Krugman’s blog, 9/17/15

There were two posts yesterday.  The first was “Fear the Rating Agencies:”

Or, maybe not. Remember how it was a big deal when S&P downgraded the United States — except nothing at all happened in the markets? Well, that was America, the world’s reserve-currency nation. Nobody else can shrug such things off, right?

Ahem. Japan just got downgraded; it has huge debt relative to GDP, the yen isn’t much of a reserve currency, and …

Japan 10-year bond
Japan 10-year bond, Bloomberg News

See the big reaction? Neither do I.

Yesterday’s second post was “European Lowflation:”

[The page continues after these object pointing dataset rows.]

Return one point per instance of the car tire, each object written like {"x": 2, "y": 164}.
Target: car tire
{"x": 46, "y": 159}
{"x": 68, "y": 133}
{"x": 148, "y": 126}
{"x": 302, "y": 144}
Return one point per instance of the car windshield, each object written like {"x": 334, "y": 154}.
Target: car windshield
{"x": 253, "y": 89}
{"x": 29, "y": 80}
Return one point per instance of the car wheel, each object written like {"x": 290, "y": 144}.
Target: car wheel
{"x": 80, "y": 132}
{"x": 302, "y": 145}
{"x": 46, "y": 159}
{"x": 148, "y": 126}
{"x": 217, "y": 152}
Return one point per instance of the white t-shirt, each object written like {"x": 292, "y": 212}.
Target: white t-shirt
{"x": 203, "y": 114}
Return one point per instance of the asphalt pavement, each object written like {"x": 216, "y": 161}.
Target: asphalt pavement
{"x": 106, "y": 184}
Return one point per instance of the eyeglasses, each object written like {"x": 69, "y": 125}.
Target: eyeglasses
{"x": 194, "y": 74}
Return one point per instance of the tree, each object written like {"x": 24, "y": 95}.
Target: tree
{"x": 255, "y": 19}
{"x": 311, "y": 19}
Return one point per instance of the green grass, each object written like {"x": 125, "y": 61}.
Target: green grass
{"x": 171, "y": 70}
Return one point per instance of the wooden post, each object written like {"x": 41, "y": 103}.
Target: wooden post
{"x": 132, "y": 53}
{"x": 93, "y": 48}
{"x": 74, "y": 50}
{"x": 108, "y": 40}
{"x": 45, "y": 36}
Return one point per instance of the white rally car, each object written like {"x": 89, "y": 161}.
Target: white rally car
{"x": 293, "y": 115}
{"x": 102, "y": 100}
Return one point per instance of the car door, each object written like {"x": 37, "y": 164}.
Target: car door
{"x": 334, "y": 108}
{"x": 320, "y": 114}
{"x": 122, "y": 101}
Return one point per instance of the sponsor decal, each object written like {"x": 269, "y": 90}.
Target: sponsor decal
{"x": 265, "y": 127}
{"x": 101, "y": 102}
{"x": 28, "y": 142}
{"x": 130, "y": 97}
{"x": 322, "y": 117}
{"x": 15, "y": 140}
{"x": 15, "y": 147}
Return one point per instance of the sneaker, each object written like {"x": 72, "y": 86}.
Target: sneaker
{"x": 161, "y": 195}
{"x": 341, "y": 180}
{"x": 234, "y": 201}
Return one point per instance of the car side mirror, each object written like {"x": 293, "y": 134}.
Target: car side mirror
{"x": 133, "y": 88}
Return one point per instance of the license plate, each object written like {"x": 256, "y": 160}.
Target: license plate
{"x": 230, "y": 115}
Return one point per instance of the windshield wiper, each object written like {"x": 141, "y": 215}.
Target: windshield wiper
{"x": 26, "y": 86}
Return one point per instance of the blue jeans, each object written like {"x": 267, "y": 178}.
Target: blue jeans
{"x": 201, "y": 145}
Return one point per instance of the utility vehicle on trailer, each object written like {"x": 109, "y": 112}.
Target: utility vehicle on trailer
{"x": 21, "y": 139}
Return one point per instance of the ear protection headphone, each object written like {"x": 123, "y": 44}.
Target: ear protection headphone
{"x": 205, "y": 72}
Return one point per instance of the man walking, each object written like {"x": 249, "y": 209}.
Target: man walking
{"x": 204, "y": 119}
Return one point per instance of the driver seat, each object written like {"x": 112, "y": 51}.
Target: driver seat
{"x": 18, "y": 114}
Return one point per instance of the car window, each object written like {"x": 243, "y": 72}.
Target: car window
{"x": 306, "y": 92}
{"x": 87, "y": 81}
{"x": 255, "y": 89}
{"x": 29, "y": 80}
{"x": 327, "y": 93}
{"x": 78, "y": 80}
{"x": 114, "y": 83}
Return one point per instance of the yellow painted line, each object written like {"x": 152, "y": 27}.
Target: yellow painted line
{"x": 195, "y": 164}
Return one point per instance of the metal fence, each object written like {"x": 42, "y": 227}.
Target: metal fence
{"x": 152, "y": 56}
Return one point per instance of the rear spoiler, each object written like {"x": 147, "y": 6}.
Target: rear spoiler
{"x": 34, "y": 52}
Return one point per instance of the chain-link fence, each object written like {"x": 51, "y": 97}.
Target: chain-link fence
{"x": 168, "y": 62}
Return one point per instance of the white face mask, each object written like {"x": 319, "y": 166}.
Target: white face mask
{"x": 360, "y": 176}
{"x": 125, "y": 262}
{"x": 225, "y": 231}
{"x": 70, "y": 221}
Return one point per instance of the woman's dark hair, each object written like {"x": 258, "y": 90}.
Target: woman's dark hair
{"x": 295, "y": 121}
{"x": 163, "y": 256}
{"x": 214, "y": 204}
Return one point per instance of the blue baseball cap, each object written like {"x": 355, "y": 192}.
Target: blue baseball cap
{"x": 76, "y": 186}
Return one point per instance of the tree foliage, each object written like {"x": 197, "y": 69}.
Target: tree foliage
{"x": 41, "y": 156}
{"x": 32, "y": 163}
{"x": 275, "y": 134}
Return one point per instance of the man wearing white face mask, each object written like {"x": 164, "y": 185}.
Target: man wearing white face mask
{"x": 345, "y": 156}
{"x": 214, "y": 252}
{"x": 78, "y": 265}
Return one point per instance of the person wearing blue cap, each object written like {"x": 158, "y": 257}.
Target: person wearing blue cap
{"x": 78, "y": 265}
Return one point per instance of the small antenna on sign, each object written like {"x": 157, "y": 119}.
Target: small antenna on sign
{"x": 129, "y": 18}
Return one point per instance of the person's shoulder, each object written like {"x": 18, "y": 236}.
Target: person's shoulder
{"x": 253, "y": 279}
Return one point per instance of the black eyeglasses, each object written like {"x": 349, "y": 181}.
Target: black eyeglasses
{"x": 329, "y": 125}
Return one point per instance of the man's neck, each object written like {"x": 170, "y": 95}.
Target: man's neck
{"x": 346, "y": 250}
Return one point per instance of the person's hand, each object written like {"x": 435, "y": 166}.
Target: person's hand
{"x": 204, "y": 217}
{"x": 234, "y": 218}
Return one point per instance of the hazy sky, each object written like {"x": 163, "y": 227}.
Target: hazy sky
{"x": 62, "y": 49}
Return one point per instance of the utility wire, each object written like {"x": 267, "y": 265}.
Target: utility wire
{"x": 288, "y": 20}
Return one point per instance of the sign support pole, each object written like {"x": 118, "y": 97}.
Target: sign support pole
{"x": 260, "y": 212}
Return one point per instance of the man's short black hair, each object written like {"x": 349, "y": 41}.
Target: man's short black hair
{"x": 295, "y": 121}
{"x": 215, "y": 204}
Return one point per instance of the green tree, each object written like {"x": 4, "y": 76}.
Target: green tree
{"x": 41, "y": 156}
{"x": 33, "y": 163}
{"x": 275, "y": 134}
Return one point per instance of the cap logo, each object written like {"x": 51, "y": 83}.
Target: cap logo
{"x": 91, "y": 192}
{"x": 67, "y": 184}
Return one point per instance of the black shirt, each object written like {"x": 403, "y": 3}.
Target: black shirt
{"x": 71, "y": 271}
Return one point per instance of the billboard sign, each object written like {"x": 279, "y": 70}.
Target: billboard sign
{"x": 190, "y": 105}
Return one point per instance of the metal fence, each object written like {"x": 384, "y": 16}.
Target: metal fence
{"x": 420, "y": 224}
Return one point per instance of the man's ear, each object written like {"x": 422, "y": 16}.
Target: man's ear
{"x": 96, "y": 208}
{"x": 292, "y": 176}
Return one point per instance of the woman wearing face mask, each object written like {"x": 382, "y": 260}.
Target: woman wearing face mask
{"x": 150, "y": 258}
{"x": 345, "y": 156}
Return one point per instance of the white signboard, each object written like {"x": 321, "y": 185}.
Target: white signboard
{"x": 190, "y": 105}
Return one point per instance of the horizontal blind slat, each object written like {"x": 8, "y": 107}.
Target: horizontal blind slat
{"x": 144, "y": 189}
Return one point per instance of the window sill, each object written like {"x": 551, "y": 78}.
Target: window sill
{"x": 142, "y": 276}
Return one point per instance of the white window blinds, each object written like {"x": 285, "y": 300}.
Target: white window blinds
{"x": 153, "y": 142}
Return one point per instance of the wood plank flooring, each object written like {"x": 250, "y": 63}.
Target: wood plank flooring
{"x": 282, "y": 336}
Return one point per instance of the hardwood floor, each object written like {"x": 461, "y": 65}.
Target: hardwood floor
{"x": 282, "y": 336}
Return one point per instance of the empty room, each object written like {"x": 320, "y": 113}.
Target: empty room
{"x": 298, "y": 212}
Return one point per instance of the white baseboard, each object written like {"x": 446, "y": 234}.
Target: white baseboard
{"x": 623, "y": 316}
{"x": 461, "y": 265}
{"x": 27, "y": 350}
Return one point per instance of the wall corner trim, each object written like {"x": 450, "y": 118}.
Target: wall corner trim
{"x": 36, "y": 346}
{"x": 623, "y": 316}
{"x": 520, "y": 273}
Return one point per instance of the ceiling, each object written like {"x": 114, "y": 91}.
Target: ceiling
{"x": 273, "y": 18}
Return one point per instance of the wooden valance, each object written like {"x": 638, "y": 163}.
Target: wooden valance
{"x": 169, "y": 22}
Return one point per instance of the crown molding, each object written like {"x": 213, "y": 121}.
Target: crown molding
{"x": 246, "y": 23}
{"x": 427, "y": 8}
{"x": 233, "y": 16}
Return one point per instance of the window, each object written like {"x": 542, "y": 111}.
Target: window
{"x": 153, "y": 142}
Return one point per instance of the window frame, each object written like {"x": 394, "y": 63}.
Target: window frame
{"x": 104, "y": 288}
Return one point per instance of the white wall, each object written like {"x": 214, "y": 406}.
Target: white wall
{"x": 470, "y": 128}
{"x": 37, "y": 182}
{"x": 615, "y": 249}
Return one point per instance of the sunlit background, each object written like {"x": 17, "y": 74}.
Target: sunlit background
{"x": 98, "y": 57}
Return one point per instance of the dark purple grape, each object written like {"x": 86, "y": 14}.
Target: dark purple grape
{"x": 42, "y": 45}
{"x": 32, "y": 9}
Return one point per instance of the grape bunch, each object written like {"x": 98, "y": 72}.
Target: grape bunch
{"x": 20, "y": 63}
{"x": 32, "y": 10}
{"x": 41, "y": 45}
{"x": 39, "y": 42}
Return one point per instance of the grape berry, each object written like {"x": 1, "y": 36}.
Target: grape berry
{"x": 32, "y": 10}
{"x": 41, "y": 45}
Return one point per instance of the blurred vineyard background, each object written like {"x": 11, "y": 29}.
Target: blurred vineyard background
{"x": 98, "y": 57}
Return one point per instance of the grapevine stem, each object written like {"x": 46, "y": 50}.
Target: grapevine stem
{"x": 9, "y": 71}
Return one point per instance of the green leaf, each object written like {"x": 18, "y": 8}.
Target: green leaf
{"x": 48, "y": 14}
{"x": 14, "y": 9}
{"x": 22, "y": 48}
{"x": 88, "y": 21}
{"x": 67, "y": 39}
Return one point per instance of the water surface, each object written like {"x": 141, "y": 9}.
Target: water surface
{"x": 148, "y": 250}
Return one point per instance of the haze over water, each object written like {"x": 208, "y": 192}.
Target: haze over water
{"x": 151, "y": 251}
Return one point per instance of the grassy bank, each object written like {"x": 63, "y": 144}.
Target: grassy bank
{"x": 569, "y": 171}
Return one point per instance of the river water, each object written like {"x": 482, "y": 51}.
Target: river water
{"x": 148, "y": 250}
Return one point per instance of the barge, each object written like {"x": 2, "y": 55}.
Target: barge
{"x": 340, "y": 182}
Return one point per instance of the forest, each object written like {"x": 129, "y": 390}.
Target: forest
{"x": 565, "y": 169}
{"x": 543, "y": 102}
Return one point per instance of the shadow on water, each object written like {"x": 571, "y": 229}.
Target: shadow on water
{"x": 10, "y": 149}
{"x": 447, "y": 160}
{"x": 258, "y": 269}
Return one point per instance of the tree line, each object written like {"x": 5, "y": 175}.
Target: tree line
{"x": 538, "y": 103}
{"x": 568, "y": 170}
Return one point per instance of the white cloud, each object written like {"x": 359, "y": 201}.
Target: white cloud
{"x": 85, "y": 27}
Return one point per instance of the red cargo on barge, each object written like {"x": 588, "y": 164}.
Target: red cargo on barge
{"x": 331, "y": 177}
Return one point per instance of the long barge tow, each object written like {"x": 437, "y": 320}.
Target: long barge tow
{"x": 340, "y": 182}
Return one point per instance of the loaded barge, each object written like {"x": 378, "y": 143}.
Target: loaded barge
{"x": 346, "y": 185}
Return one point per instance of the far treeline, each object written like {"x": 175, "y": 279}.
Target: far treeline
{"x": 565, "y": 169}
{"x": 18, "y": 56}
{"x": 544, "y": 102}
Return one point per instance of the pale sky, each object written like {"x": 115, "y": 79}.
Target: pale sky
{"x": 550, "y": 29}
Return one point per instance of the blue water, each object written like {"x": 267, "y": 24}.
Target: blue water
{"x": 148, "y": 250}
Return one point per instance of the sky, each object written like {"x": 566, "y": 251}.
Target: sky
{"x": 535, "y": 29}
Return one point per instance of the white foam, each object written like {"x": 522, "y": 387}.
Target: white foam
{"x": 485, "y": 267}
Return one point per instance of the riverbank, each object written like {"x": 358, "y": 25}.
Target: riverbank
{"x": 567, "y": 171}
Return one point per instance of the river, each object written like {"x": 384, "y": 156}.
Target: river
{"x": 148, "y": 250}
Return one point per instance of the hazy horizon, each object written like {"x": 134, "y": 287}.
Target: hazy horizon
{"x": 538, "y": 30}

There is good reason to believe that the conventional 2 percent inflation target is too low, even for the United States; the risks of hitting the zero lower bound are clearly much higher than people believed when 2 percent became orthodoxy. But whatever the case for a higher US target, the case is much, much stronger for Europe, which combines Japan-style demography — a shrinking working-age population, making secular stagnation more likely — with adjustment problems that get much harder when inflation is low. It’s important to realize that it matters not at all whether the overall rate is slightly positive or slightly negative; as the IMF says, “lowflation” creates all the problems we associate with deflation, even if the headline number is greater than zero.

So how’s it going? Terribly. Despite QE, euro area core inflation is stuck below 1 percent.

The euro remains a slow-motion disaster, despite the constant claims that a bit of growth here or there somehow vindicates all the suffering.